Which of the two rational numbers is greater in the given pair?

Solution:

1. The two rational numbers are $\frac{-4}{3}$ and $\frac{-8}{7}$.

The LCM of the denominators 3 and 7 is 21.

Now,

$\frac{-4}{3}=\frac{-4 \times 7}{3 \times 7}=\frac{-28}{21}$

Also,

$\frac{-8}{7}=\frac{-8 \times 3}{7 \times 3}=\frac{-24}{21}$

Further,

$\frac{-28}{21}<\frac{-24}{21}$

$\therefore \frac{-4}{3}<\frac{-8}{7}$

2. The two rational numbers are $\frac{7}{-9}$ and $\frac{-5}{8}$.

The first fraction can be expressed as $\frac{7}{-9}=\frac{7 \times-1}{-9 \times-1}=\frac{-7}{9}$.

The LCM of the denominators 9 and 8 is 72.

Now, 

$\frac{-7}{9}=\frac{-7 \times 8}{9 \times 8}=\frac{-56}{72}$

Also,

$\frac{-5}{8}=\frac{-5 \times 9}{8 \times 9}=\frac{-45}{72}$

Further,

$\frac{-56}{72}<\frac{-45}{72}$

$\therefore \frac{7}{-9}<\frac{-5}{8}$

3. The two rational numbers are $\frac{-1}{3}$ and $\frac{4}{-5}$.

$\frac{4}{-5}=\frac{4 \times-1}{-5 \times-1}=\frac{-4}{5}$

The LCM of the denominators 3 and 5 is 15.

Now, 

$\frac{-1}{3}=\frac{-1 \times 5}{3 \times 5}=\frac{-5}{15}$

Also,

$\frac{-4}{5}=\frac{-4 \times 3}{5 \times 3}=\frac{-12}{15}$

Further,

$\frac{-12}{15}<\frac{-5}{15}$

$\therefore \frac{4}{-5}<\frac{-1}{3}$

4. The two rational numbers are $\frac{9}{-13}$ and $\frac{7}{-12}$.
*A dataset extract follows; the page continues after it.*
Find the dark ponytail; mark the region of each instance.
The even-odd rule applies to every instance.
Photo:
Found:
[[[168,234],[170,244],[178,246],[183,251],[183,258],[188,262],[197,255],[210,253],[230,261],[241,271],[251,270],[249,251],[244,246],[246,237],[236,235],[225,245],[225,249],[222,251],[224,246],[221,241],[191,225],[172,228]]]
Now, $\frac{9}{-13}=\frac{9 \times-1}{-13 \times-1}=\frac{-9}{13}$ and $\frac{7}{-12}=\frac{7 \times-1}{-12 \times-1}=\frac{-7}{12}$

The LCM of the denominators 13 and 12 is 156.

Now, 

$\frac{-9}{13}=\frac{-9 \times 12}{13 \times 12}=\frac{-108}{156}$

Also,

$\frac{-7}{12}=\frac{-7 \times 13}{12 \times 13}=\frac{-91}{156}$

Further,

$\frac{-108}{156}<\frac{-91}{156}$

 

$\therefore \frac{9}{-13}<\frac{7}{-12}$

$\therefore \frac{9}{-13}<\frac{7}{-12}$

5. The two rational numbers are $\frac{4}{-5}$ and $\frac{-7}{10}$.

$\therefore \frac{4}{-5}=\frac{4 \times-1}{-5 \times-1}=\frac{-4}{5}$

The LCM of the denominators 5 and 10 is 10.

Now,

$\frac{-4}{5}=\frac{-4 \times 2}{5 \times 2}=\frac{-8}{10}$

Also,

$\frac{-7}{10}=\frac{-7 \times 1}{10 \times 1}=\frac{-7}{10}$

Further,

$\frac{-8}{10}<\frac{-7}{10}$

$\therefore \frac{-4}{5}<\frac{-7}{10}$, or,$\frac{4}{-5}<\frac{-7}{10}$

6. The two rational numbers are $\frac{-12}{5}$ and $-3$.

$-3$ can be written as $\frac{-3}{1}$.

The LCM of the denominators is 5.

Now,

$\frac{-3}{1}=\frac{-3 \times 5}{1 \times 5}=\frac{-15}{5}$

Because $\frac{-15}{5}<\frac{-12}{5}$, we can conclude that $-3<\frac{-12}{5}$.